As is mentioned in my previous post, the key to get things done involves one crucial step: planning. Planning doesn’t solve problems itself, but it lays out a clear picture of what you want to achieve through work, the necessary resources that you will need and when you are going to do it. The important thing here is to break things done into small tasks and assign each the exact time that you will need to tackle them. This may sound easy enough, but you won’t bother to do it unless planning has become second nature to you.
“Vertical focus” is sort of a top-down approach, where you start to think about what you want to achieve in your project, what resource/people you need and what specific steps you need to do to make it.

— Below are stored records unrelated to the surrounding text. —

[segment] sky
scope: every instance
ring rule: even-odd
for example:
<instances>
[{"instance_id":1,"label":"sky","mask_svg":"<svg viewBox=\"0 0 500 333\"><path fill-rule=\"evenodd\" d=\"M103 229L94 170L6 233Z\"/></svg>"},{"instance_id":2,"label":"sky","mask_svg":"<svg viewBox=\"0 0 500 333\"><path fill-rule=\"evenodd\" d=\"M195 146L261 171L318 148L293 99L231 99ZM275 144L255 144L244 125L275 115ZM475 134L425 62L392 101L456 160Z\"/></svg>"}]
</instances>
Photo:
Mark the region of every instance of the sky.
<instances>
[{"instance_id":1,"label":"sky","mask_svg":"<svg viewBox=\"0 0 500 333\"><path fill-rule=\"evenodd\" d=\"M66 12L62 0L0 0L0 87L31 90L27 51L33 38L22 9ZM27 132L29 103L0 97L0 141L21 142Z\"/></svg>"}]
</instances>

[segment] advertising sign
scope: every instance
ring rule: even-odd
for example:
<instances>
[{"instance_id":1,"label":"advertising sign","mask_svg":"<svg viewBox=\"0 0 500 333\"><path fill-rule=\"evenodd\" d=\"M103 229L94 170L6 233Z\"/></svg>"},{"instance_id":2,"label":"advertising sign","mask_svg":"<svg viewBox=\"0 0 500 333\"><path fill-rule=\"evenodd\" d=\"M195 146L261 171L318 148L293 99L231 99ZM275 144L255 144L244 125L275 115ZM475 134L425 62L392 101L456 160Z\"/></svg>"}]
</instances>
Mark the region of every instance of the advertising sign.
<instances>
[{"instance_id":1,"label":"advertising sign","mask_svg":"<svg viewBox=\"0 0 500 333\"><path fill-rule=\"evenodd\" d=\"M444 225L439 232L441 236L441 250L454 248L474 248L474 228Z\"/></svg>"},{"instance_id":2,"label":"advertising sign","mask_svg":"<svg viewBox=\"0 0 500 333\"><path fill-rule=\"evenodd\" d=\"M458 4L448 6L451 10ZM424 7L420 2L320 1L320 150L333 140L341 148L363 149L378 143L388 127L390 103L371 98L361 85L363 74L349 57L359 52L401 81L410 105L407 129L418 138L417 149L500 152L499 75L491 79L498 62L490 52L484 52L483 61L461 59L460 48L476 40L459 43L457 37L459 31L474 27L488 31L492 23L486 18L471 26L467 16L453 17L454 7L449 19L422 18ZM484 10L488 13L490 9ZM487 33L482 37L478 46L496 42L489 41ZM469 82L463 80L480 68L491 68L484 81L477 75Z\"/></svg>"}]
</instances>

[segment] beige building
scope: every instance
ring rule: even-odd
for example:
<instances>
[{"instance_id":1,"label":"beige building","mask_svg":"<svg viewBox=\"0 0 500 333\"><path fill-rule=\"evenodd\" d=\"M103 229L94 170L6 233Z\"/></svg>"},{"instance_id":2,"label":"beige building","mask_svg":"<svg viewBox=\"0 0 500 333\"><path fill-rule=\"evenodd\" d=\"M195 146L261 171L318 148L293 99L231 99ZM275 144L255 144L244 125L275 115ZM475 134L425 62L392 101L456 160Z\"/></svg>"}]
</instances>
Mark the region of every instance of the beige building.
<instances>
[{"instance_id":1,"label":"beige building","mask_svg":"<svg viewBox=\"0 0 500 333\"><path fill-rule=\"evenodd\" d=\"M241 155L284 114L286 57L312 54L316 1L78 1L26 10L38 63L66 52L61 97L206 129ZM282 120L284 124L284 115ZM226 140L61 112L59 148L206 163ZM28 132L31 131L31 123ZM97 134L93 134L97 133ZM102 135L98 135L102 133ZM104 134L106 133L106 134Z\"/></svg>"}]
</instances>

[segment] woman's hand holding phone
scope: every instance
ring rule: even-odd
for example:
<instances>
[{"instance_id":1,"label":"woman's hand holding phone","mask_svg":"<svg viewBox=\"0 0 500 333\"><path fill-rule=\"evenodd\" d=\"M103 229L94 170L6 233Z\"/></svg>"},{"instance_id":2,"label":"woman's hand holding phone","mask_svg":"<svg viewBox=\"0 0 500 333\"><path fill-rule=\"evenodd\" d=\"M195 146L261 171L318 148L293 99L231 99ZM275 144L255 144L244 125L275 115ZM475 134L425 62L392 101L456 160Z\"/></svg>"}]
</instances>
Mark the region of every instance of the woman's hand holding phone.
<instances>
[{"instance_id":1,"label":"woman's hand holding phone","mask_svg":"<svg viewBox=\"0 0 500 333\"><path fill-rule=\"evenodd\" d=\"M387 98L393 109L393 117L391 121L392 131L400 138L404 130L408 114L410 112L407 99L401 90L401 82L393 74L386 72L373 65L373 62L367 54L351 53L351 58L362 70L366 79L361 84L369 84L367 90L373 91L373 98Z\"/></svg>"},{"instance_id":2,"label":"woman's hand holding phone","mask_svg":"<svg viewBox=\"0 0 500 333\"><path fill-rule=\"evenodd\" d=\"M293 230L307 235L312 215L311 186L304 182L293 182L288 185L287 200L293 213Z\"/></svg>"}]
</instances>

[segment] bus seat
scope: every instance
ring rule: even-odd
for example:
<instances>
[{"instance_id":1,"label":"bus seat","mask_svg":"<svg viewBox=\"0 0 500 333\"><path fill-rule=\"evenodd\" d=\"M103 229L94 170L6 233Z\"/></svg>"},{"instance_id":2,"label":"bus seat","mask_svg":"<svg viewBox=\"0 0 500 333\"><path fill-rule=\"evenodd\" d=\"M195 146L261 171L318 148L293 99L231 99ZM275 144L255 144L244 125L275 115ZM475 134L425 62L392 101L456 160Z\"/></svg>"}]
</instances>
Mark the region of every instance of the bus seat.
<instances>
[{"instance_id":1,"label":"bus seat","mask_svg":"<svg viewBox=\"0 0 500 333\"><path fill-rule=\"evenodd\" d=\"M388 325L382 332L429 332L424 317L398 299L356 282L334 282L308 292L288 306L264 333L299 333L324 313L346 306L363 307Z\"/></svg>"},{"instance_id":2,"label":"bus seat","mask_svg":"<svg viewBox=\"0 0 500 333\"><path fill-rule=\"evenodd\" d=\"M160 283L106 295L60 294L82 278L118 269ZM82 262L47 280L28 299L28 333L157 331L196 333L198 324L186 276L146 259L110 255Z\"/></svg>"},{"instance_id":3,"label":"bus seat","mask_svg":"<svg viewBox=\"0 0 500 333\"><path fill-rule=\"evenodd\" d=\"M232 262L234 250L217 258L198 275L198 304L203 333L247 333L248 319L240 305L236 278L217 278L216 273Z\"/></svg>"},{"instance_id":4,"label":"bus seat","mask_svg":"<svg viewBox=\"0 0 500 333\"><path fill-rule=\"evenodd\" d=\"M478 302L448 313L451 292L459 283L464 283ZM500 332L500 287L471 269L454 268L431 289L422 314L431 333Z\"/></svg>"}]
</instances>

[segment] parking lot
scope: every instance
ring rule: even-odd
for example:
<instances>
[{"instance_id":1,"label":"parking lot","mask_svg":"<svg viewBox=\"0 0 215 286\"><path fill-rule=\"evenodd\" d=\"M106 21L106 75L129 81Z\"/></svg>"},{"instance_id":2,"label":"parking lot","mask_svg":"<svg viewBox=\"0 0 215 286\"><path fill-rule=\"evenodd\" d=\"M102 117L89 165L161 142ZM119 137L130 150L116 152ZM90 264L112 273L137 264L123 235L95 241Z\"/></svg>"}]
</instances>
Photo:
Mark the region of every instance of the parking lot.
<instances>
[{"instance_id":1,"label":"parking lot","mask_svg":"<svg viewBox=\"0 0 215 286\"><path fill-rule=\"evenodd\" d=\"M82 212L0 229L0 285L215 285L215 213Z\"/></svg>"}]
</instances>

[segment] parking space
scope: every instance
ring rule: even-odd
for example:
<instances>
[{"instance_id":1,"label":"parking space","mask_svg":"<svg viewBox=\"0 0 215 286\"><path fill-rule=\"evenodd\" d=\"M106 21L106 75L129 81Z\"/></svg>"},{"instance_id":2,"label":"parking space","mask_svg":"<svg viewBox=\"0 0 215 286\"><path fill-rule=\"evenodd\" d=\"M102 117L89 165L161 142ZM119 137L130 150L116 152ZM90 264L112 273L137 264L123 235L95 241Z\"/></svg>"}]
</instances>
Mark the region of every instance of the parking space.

This overview planning requires a chunk of time to do whenever you start a project on your own, and it would be a great idea to walk through this with your colleagues and advisors. The end form of this would be two things: a project proposal, including descriptions, motivations, and steps; a calendar marked with tasks with deadlines on every single job. It would also be a great idea to review this top-down plan now and then and see if you are still on track with what you set out to do in the first place. But then again, even those reviews need to get down on paper or system calendar instead of just thinking about doing them in the future.
“Horizontal focus” is essentially the day-to-day task assignment. For example, you might get a message on Slack from your advisor, saying “hey, can you send me a quick summary stats about the price data ?” Or an email on the deadline for submitting your paper to a conference in July. Instead of stockpiling them onto an existing to-do list and forget about them until the deadline is coming up. The tasks need to be put into the system under different projects and assign the time, priorities, and its linkages to other jobs.
There are excellent tools to make this process a lot easier. OmniFocus addresses the principles of the getting things done book. But unfortunately a bit pricey and only available on IOS/Mac platforms. I use a free software called freedcamp and below is a picture of one week on my calendar: tasks are divided into different projects, highlighted by priorities and deadlines. The weekly overview gives a clear view of every single step that you need to do every day, and you can start off your day without wondering about what to do today.
Planning is a typical example of the “important but not urgent” quadrant of the time management matrix in the book 7 habits of highly effective people. I have hated management books for years, yet here I am after struggling to do things in my procrastinating way. Spend a lot of time on planning and planning a lot, they will pay off eventually and often quicker than you think they would be.